An application benchmark for fermionic quantum simulations

TL;DR

This paper proposes using the one-dimensional Fermi-Hubbard model as a benchmark for variational quantum simulations on near-term quantum devices, enabling scalable assessment of their capacity to simulate correlated fermions.

Contribution

It introduces a novel benchmarking method based on the 1D Fermi-Hubbard model to evaluate quantum hardware for fermionic simulations, leveraging its exact solvability and correlation properties.

Findings

The fermionic length benchmark effectively measures quantum device performance.

Variational quantum eigensolver can approximate ground states of Hubbard models.

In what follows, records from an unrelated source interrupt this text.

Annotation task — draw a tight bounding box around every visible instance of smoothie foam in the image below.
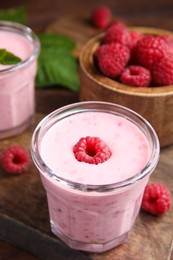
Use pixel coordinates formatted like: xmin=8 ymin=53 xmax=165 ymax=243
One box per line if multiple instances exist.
xmin=32 ymin=102 xmax=159 ymax=252
xmin=0 ymin=22 xmax=39 ymax=138
xmin=41 ymin=112 xmax=150 ymax=185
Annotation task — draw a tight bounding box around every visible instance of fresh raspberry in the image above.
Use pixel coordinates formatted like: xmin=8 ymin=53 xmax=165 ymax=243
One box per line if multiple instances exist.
xmin=103 ymin=22 xmax=131 ymax=47
xmin=159 ymin=34 xmax=173 ymax=46
xmin=152 ymin=55 xmax=173 ymax=86
xmin=130 ymin=31 xmax=144 ymax=50
xmin=91 ymin=5 xmax=112 ymax=29
xmin=95 ymin=43 xmax=130 ymax=78
xmin=73 ymin=136 xmax=111 ymax=164
xmin=136 ymin=35 xmax=168 ymax=69
xmin=141 ymin=183 xmax=172 ymax=215
xmin=105 ymin=20 xmax=126 ymax=31
xmin=1 ymin=145 xmax=29 ymax=174
xmin=120 ymin=65 xmax=151 ymax=87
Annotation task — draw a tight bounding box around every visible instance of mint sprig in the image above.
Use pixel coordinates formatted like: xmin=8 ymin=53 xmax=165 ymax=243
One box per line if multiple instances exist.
xmin=36 ymin=33 xmax=79 ymax=91
xmin=0 ymin=49 xmax=21 ymax=65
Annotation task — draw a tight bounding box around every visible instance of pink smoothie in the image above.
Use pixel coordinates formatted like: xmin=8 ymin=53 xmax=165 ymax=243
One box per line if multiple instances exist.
xmin=31 ymin=102 xmax=158 ymax=252
xmin=0 ymin=24 xmax=37 ymax=138
xmin=41 ymin=112 xmax=150 ymax=185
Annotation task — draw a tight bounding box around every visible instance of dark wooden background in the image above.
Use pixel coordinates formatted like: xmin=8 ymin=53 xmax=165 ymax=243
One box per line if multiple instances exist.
xmin=0 ymin=0 xmax=173 ymax=260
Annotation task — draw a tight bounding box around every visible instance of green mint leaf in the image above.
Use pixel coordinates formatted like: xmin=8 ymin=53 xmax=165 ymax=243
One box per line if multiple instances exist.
xmin=0 ymin=6 xmax=27 ymax=25
xmin=36 ymin=33 xmax=79 ymax=91
xmin=0 ymin=49 xmax=21 ymax=65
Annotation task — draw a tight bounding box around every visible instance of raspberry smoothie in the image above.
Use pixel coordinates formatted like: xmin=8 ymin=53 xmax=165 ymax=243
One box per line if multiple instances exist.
xmin=0 ymin=22 xmax=40 ymax=138
xmin=32 ymin=102 xmax=159 ymax=252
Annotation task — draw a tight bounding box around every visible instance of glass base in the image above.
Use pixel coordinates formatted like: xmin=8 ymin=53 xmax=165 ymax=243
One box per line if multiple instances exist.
xmin=0 ymin=115 xmax=34 ymax=139
xmin=51 ymin=222 xmax=129 ymax=253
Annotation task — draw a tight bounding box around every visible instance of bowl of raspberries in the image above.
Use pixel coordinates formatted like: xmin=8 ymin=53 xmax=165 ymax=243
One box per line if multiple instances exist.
xmin=79 ymin=20 xmax=173 ymax=147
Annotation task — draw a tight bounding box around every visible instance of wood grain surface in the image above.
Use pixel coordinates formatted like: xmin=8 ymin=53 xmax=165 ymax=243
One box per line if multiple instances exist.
xmin=0 ymin=0 xmax=173 ymax=260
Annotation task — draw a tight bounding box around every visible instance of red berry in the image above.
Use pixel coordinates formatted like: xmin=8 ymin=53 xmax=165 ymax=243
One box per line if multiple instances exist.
xmin=91 ymin=5 xmax=111 ymax=29
xmin=136 ymin=35 xmax=168 ymax=69
xmin=1 ymin=145 xmax=29 ymax=174
xmin=152 ymin=56 xmax=173 ymax=86
xmin=73 ymin=136 xmax=111 ymax=164
xmin=141 ymin=183 xmax=172 ymax=215
xmin=130 ymin=31 xmax=144 ymax=50
xmin=104 ymin=22 xmax=131 ymax=47
xmin=159 ymin=34 xmax=173 ymax=46
xmin=95 ymin=43 xmax=130 ymax=78
xmin=120 ymin=65 xmax=151 ymax=87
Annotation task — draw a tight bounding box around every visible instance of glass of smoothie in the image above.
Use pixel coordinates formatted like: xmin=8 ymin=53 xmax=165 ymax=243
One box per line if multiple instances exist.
xmin=0 ymin=21 xmax=40 ymax=139
xmin=31 ymin=101 xmax=160 ymax=252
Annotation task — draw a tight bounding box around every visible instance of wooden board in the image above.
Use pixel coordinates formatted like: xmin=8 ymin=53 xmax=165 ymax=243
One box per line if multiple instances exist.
xmin=0 ymin=14 xmax=173 ymax=260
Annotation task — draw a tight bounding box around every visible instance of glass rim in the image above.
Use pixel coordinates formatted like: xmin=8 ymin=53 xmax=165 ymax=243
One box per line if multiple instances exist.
xmin=0 ymin=20 xmax=40 ymax=75
xmin=30 ymin=101 xmax=160 ymax=192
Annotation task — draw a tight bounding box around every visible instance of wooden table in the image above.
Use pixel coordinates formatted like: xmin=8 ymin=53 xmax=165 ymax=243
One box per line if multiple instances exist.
xmin=0 ymin=0 xmax=173 ymax=260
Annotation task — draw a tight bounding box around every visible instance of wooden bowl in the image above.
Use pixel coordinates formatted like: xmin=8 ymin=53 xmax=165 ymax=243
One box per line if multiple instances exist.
xmin=79 ymin=27 xmax=173 ymax=147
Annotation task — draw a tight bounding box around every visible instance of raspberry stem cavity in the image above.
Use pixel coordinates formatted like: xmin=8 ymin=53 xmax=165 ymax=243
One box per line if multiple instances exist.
xmin=73 ymin=136 xmax=111 ymax=164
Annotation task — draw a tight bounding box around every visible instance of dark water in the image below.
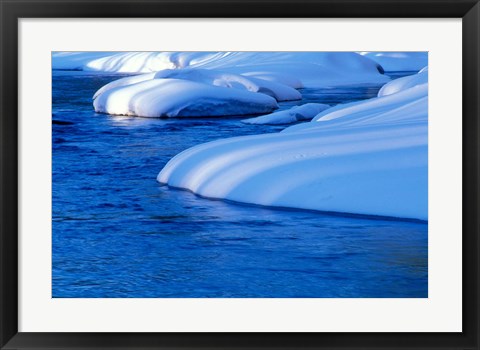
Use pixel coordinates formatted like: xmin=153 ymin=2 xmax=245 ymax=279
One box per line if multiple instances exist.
xmin=52 ymin=72 xmax=428 ymax=298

The method scales with the size of the simulated fermionic system.

Abstract

It is expected that the simulation of correlated fermions in chemistry and material science will be one of the first practical applications of quantum processors. Given the rapid evolution of quantum hardware, it is increasingly important to develop robust benchmarking techniques to gauge the capacity of quantum hardware specifically for the purpose of fermionic simulation. Here we propose using the one-dimensional Fermi-Hubbard model as an application benchmark for variational quantum simulations on near-term quantum devices. Since the one-dimensional Hubbard model is both strongly correlated and exactly solvable with the Bethe ansatz, it provides a reference ground state energy that a given device with limited coherence will be able to approximate up to a maximal size. The length of the largest chain that can be simulated provides an effective fermionic length. We use variational quantum eigensolver to approximate the ground state energy values of Fermi-Hubbard instances and show how the fermionic length benchmark can be used in practice to assess the performance of bounded-depth devices in a scalable fashion.